How many woodchucks could a woodchuck chuck? Google may soon be able to finally answer that question for you. Google’s reported roll out of semantic search is causing a lot of buzz. According to a Wall Street Journal report Google will start rolling this technology out over the next few months. But what really is semantic search? I’ll give a brief technical description of these concepts here.
Semantic search is a technology process that infers relationships between things and their properties. It’s a much more powerful analysis (and computationally more difficult task) than simply indexing a webpage based upon the keywords it contains. Semantic search gives deeper meaning and understanding to the words on a page, which can help identify better relevant results and also potentially answer your query directly.
Google hasn’t mentioned how or if semantic search will affect rankings. Initially, it’s likely to be an additional “answer” listing type along with the other universal search results such as videos, images, and news. Most likely showing up for more focused question type queries.
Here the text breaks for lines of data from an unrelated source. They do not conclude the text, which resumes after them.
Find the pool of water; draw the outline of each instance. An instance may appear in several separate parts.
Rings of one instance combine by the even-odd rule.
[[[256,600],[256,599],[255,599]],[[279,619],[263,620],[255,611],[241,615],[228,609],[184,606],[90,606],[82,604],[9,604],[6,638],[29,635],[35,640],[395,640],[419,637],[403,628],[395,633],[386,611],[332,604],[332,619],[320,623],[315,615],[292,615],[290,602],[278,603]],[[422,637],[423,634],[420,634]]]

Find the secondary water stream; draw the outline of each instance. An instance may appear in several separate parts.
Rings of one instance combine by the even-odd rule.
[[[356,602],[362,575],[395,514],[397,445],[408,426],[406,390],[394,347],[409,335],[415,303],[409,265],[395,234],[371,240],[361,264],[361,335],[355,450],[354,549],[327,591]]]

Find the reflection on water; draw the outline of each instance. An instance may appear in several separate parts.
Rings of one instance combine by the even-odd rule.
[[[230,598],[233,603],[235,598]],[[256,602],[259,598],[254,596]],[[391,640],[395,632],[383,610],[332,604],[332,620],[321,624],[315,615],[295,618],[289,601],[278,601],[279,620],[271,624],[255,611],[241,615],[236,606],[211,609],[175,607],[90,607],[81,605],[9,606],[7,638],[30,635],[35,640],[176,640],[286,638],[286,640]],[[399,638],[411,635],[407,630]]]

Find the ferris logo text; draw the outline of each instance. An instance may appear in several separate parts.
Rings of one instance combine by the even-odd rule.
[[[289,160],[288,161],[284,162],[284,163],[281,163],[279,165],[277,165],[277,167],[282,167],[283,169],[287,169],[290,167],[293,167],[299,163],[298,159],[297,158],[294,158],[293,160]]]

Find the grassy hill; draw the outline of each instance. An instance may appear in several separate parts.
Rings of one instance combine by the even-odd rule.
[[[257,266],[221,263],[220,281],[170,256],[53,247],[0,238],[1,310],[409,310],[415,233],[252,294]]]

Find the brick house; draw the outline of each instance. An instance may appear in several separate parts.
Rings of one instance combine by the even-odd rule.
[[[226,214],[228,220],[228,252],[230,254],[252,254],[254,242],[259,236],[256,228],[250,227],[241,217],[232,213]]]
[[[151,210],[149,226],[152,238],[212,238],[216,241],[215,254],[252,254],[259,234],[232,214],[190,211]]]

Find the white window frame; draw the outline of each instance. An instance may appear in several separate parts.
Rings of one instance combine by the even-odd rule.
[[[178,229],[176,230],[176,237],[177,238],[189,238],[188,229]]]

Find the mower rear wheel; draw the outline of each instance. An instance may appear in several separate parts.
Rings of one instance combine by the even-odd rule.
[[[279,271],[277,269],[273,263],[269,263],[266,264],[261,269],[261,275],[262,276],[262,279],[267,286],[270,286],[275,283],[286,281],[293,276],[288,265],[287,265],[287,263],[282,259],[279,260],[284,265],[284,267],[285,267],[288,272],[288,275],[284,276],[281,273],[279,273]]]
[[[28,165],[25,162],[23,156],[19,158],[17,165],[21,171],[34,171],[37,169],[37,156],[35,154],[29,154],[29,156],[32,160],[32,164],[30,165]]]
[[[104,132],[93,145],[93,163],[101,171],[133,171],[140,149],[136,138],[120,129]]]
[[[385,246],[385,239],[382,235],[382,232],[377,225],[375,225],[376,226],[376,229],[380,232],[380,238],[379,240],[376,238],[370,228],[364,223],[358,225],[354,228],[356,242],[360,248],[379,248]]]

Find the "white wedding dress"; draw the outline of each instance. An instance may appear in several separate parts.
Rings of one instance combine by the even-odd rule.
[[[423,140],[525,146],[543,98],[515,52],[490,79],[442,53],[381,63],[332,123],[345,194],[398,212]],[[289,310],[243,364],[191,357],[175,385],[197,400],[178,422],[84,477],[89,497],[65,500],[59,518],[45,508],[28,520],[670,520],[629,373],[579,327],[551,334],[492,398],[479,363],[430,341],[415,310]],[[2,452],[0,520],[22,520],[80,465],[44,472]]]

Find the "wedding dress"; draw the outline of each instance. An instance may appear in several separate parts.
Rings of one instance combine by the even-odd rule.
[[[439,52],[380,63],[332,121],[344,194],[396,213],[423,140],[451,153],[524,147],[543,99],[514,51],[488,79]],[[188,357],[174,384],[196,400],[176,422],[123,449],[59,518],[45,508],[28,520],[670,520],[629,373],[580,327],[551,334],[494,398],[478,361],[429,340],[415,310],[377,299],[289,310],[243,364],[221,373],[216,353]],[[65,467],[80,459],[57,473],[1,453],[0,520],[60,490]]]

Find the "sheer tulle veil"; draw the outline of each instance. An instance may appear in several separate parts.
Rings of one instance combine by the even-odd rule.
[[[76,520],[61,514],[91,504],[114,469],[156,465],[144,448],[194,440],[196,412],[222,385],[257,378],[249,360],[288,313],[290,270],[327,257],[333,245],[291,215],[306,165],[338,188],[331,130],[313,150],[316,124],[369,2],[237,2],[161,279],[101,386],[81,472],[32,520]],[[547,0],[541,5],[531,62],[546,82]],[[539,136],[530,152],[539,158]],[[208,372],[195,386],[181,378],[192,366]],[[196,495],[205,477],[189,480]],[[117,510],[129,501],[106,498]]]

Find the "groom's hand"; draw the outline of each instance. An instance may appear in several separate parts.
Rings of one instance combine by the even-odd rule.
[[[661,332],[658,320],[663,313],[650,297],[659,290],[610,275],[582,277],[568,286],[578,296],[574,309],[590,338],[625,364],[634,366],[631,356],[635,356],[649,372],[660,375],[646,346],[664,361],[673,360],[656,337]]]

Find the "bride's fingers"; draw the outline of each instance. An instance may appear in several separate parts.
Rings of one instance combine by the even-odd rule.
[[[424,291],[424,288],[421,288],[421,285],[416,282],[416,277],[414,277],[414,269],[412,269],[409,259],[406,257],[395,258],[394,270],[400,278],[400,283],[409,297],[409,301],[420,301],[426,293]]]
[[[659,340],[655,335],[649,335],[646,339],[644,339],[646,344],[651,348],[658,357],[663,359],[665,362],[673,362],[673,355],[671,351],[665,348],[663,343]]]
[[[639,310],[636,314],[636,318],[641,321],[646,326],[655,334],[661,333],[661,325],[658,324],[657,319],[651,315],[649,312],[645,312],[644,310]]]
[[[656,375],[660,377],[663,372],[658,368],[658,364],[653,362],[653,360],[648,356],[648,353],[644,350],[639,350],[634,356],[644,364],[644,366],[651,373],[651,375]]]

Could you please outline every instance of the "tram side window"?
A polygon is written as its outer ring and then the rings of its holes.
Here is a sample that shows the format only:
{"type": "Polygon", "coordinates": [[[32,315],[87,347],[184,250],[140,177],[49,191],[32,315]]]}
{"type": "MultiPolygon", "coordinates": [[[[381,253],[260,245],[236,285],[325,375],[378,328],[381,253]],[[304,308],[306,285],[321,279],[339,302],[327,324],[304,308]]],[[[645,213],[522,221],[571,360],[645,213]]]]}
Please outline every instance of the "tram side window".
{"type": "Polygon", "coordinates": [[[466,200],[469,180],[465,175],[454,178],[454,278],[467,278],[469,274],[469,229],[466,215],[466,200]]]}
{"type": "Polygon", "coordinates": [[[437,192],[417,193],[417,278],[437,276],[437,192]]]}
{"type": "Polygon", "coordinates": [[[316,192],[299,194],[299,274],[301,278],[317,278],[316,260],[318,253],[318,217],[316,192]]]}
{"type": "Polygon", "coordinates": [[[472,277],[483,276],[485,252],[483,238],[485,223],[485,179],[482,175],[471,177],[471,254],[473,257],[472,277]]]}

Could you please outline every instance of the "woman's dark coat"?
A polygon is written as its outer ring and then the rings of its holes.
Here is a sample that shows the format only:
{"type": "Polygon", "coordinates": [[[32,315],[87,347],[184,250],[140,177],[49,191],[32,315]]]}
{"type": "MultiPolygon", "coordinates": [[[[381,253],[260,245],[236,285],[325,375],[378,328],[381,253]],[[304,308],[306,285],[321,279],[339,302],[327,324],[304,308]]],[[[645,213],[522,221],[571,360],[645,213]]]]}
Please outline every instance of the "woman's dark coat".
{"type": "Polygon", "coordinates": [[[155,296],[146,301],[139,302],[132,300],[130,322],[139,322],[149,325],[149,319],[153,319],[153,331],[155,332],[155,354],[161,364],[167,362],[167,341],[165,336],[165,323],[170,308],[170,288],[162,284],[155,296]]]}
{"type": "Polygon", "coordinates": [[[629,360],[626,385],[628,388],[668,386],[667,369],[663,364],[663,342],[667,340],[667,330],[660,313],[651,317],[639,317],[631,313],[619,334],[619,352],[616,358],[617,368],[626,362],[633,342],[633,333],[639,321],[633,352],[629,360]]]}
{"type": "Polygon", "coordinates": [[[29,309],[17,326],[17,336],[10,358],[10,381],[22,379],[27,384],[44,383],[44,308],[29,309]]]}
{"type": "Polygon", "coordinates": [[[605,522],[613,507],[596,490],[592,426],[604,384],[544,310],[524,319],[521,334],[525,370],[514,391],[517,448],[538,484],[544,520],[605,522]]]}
However, the technology has the potential to significantly alter rankings in the long term and potentially alter how we interact with search engines completely. It’s essential, therefore, to understand what semantic search is. There are 3 major components of semantic search. Let’s examine these here.
1. Entities Rule
Semantic search starts with identifying things or more specifically named entities. An entity can be a person, place, corporation, movie, TV show, or even an event. For example, “Person:Barak Obama”, “City:New York City”, or “Movie:The Lord of the Rings”. A named entity is a specifically named occurrence of a thing.
The key technology when dealing with entities is a natural language processing (NLP) function known as named entity recognition (NER). This is a process that parses text and identifies any named entities. This can be done from a vocabulary of known names or by using statistical models of sentence parts to detect an entity. NER is not new by any stretch. It’s been a topic of text analytic research for a very long time. There are in fact many open source projects dedicated to this.
Finding and identifying named entities is the basis for semantic search. Google is said to have quietly amassed a database of hundreds of millions of entities, but entities are just a starting point for semantic search.
2. Properties and RDF Triples
Finding and identifying entities is the first step, but the real fun begins when you can determine an entities properties. A property is something that describes the entity. For example, the color “blue” for the sky, “actor” as the profession for Harrison Ford, or 1968 as birth year for Will Smith. The collection of properties describe the entity.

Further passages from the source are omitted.